I try to hit the YMCA two to three times a week as my schedule allows. Smack dab in the center of my YMCA, one of the nicer ones in the Tampa Bay area, sit two basketball courts, one right next to the other. Depending on what time of the day I go, I’ll see kids of all ages shooting hoops and playing pick-up basketball.
Most of them are awkward young things, shooting the ball from their chest, barely able to dribble with their off hand and wearing their socks way too high as if to make some geeky sort of fashion statement. Let’s just say the majority of them are in dire need of coaching… now so more than ever since Curry came around.
I’ll sit on the machines doing my thing watching these kids launch shots from basically anywhere on the court. Like Curry. And sure, while taking shots from half-court is always a fun and casual activity, let’s just say that since Curry made it fashionable, kids are shooting from far outside their comfort zone far more often than they should.
I’m not sure I recall a shooter like Curry hitting such a high percentage from twenty-two plus feet out. One analyst once compared him to Chris Jackson aka Mahmoud Abdul-Rauf, which I found somewhat accurate except Abdul-Rauf never had anywhere near the sustained success or consistency of Steph Curry.
Without a doubt, Curry is a freak of nature. He shot over 45% from three-point range this season. Considering how many shots he took from behind the arc (886), that’s beyond remarkable. It’s no wonder kids wanna be like Steph.
What kids at the YMCA and the local playgrounds DON’T see is how much work Curry puts into his game. His success is no accident.

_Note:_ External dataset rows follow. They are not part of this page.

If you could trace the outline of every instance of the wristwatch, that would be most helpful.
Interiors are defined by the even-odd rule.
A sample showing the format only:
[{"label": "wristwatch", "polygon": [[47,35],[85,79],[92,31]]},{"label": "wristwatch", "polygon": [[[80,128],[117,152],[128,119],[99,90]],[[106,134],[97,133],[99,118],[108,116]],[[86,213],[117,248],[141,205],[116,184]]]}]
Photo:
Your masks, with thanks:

What they DO see, mainly because ESPN makes a point of showing it, is him launching basketballs from the locker room hallway before each game. While Curry may be disciplined and putting up shots from Timbuktu is mildly amusing entertainment, the last time I checked those shots don’t count. But Curry makes it cool so kids wanna do it.
Curry’s not entirely to blame. After all, he’s an entertainer as much as he’s an athlete. ESPN’s not entirely to blame either. What are they going to do, NOT show Curry’s circus-like, Globetrotter-esque talent? Of course they are. The kids aren’t entirely to blame. They just want to emulate the biggest star out there. But if we have kids doing nothing but taking shots from half-court as part of their training regimen, let’s just say the quality of basketball will suffer as the next generation of kids becomes NBA-eligible.

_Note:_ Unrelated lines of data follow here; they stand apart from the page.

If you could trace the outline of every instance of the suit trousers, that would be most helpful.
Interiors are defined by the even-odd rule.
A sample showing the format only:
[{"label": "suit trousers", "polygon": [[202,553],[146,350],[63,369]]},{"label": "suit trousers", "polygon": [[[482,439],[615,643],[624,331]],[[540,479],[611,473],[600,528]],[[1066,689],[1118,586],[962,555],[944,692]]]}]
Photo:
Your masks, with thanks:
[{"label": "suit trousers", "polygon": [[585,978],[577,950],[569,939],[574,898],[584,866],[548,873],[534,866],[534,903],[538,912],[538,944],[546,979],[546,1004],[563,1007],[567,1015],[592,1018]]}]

If I were a coach, which I used to be, and I saw my kids taking one too many half-court shots, I would make them convert 100 layups and tack on a wind sprint or two before they ever stepped on that half-court line again.
Steph Curry is an anomaly. He’s a joy to watch, probably more so than he is to cover. And in all seriousness, he probably brings a lot more kids out to the playground that would not ordinarily play. He’s not a six-foot-eight behemoth like LeBron James. Curry looks like the rest of us normal people. Rest assured, however, Steph Curry is far from normal. The sooner kids focus on how much work he puts into his game and not only where he’s shooting from, the better off they’ll be. That should be what kids emulate: his work ethic, not his shot chart.
I watched a Jerry West video on YouTube the other day. It was as remarkable as any Steph Curry game I witnessed this season, for Jerry West is also a freak of nature.
West, now 75 years young, is technically Curry’s boss. Even though he’s the current GM of the Golden State Warriors, he’s probably more famous for assembling the Los Angeles Lakers championship teams of the 80s, being one of the Top 50 players in NBA history and of course for being “the logo.”
In this video you’re about to see, West teaches kids the proper arm technique and how to shoot a basketball. In doing so, he doesn’t… miss… a shot.
This is a plea to the youth basketball coaches out there. Let your kids have fun. But for goodness sake, tell them the half-court shot has its time and place. Mixing in some Jerry West pointers with some Steph Curry three-pointers is probably the best way to ensure your kids are taking the highest percentage shot.